Sou contraditória em tudo que sou. Alcanço ambas as extremidades, mas me recuso a intermediar. Não nasci para o equilíbrio: sou inteira exageros. Os excessos que fazem de mim meu verdadeiro eu. É a falta de controle que me deixa livre justamente para me libertar.
A confusão que se remexe em mim é meu caminho à autocompreensão. Organização me bagunça. Preciso do desposicionado para me encontrar em minha verdade. Com o que todos não compreendem, eu me identifico e à sua complexidade me entrego. Sou entrega.

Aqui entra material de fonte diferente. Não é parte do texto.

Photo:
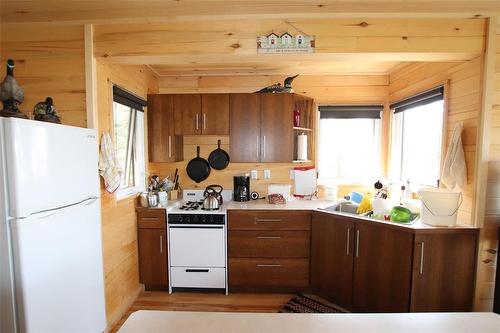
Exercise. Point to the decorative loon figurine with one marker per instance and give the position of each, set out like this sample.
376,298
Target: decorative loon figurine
46,111
11,94
278,88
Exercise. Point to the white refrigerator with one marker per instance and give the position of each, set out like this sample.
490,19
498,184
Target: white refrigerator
51,273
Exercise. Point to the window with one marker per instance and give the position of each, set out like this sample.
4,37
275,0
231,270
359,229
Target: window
128,120
349,144
417,138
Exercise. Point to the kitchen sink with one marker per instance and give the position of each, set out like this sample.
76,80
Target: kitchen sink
343,207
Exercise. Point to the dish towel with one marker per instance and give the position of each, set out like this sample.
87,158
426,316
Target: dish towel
109,168
454,171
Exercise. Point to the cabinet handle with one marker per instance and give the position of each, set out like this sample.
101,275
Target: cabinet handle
267,220
348,241
268,265
357,243
190,270
264,146
169,146
258,147
149,218
422,251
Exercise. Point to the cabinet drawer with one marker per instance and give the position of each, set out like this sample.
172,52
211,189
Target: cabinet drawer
268,274
198,277
269,220
268,244
151,218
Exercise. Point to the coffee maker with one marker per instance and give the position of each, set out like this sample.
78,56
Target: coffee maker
241,188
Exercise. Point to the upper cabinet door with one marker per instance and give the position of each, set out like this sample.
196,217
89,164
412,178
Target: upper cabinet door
244,118
382,268
277,128
187,107
163,144
215,114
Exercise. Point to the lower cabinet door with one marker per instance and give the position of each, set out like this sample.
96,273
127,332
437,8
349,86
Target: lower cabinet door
262,274
443,272
382,268
152,256
332,243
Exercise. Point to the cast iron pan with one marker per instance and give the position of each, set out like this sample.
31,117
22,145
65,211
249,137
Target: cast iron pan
219,158
198,168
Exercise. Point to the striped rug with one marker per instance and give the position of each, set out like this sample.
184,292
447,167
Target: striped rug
305,303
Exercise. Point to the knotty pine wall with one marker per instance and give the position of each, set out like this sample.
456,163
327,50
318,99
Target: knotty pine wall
119,225
489,233
50,61
323,89
464,105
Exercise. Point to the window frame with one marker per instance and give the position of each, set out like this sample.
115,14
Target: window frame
359,109
400,127
136,142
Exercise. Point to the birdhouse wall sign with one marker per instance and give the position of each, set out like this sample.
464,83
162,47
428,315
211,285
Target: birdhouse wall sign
285,43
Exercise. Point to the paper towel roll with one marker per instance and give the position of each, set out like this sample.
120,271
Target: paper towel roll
302,147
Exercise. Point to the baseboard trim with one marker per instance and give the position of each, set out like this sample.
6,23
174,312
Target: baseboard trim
115,318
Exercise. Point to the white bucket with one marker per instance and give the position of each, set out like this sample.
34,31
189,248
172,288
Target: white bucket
439,206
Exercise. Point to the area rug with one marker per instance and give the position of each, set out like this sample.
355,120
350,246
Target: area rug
306,303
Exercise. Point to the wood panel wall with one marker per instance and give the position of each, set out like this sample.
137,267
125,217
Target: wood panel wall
50,61
323,89
488,260
464,105
119,225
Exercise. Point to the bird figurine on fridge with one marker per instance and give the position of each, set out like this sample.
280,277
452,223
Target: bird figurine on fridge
11,94
278,88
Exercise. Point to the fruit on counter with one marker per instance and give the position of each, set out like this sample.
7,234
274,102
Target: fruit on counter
365,205
400,214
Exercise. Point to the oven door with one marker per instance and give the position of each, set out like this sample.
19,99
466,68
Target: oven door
197,246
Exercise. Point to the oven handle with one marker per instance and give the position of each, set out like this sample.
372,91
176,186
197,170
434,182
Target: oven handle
195,227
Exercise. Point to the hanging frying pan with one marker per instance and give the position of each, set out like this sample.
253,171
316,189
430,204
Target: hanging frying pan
198,168
219,158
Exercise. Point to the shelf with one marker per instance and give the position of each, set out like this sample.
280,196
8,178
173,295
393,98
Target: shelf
302,129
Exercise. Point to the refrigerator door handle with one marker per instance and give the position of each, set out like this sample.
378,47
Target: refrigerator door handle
86,202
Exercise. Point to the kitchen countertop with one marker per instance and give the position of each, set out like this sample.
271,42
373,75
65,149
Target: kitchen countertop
313,205
220,322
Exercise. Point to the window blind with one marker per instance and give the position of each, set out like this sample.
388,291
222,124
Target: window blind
124,97
427,97
350,111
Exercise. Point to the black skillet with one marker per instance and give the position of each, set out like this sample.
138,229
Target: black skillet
198,168
219,158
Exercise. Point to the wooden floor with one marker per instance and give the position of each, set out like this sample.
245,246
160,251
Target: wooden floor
187,301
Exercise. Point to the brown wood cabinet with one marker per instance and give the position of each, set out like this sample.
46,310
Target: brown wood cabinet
367,266
261,127
332,244
443,271
164,145
152,244
382,268
268,250
244,120
206,114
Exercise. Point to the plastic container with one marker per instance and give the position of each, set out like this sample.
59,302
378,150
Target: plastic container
439,207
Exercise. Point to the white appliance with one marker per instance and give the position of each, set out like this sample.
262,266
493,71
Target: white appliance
50,231
197,244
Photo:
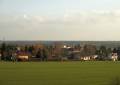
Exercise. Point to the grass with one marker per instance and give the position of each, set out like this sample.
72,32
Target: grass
59,73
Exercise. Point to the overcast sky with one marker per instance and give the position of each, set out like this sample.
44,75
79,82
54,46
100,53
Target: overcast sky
60,19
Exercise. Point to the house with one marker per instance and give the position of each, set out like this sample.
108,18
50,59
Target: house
114,57
23,56
85,58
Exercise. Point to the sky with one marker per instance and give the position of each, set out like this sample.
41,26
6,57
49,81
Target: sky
89,20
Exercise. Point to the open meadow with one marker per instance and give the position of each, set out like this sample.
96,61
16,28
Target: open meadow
60,73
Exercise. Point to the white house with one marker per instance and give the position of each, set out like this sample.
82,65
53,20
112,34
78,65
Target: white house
114,57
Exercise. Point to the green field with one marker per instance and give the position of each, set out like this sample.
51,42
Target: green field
59,73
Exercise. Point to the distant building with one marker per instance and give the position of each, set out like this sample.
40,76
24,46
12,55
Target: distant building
114,57
22,56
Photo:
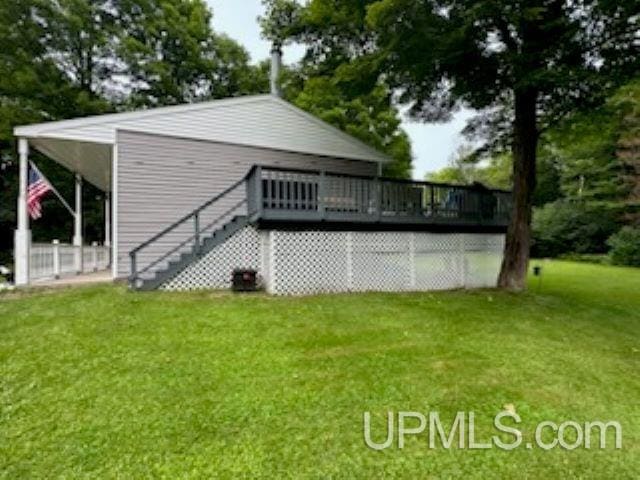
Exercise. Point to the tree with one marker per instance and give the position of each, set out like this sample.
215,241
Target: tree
172,55
526,64
320,86
463,169
71,58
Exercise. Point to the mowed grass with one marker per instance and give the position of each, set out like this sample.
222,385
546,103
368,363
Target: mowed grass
100,382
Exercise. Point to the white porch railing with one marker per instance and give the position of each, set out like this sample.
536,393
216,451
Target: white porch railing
53,260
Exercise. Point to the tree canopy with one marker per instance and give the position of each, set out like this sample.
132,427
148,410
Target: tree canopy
524,65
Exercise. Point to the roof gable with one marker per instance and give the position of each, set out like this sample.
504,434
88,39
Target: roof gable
260,121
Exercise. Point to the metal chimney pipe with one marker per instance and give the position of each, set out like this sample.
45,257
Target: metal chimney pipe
276,67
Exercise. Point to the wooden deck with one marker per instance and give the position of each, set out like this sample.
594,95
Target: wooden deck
279,195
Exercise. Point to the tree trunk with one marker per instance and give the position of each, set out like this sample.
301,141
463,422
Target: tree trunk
513,274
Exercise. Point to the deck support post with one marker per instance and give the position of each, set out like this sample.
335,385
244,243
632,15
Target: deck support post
77,225
107,219
22,236
56,258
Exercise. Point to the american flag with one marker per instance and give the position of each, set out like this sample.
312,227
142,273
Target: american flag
38,188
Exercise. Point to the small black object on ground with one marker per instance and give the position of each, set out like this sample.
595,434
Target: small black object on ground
245,280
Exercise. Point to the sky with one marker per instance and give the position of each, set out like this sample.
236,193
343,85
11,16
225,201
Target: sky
432,144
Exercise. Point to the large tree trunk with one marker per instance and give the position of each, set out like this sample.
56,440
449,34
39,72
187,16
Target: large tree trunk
513,274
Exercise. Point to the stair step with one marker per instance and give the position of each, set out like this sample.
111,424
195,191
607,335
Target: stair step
208,243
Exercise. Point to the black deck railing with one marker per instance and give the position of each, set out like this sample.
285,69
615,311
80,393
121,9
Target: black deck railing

Não sei ser o que é e sempre será. Sou o constantemente mutável e irregular, a mudança, a verdade do efêmero, a incerteza do eterno, o falso da ilusão. Não sei ser o determinado, as regras, os valores sociais, aquilo em que todos se encaixam. Sou demais divergente, de diversas formas incoerente, para me dispor ao que se vê. Não sou o visto.
Sou o acanhado e o espontâneo, o incontrolável que em algum momento se retém, o falante que cala, o disperso que atenta, a dor em que se banqueteia. Sou tudo o que não sabem que sou, sou pouco do que julgam que eu seja. Mas sou. A certeza é que sou.
E de onde vem essa sensação de ser? Esse sentido de existir? Essa verdade em respirar? A certeza é que sou. Sei que sou, mas não sei como trançar o intrínseco nem como desvelar o não revelado.
Sou contraditória em tudo que vivo. Sou o oposto do que me é e a essência do que não sei que sou. Sou confusão que não se compreende senão ao não ser compreendida. Sou o nada que não se enxerga e o tudo que pensam ver. A certeza é que sou, todo o resto pode não ser mais.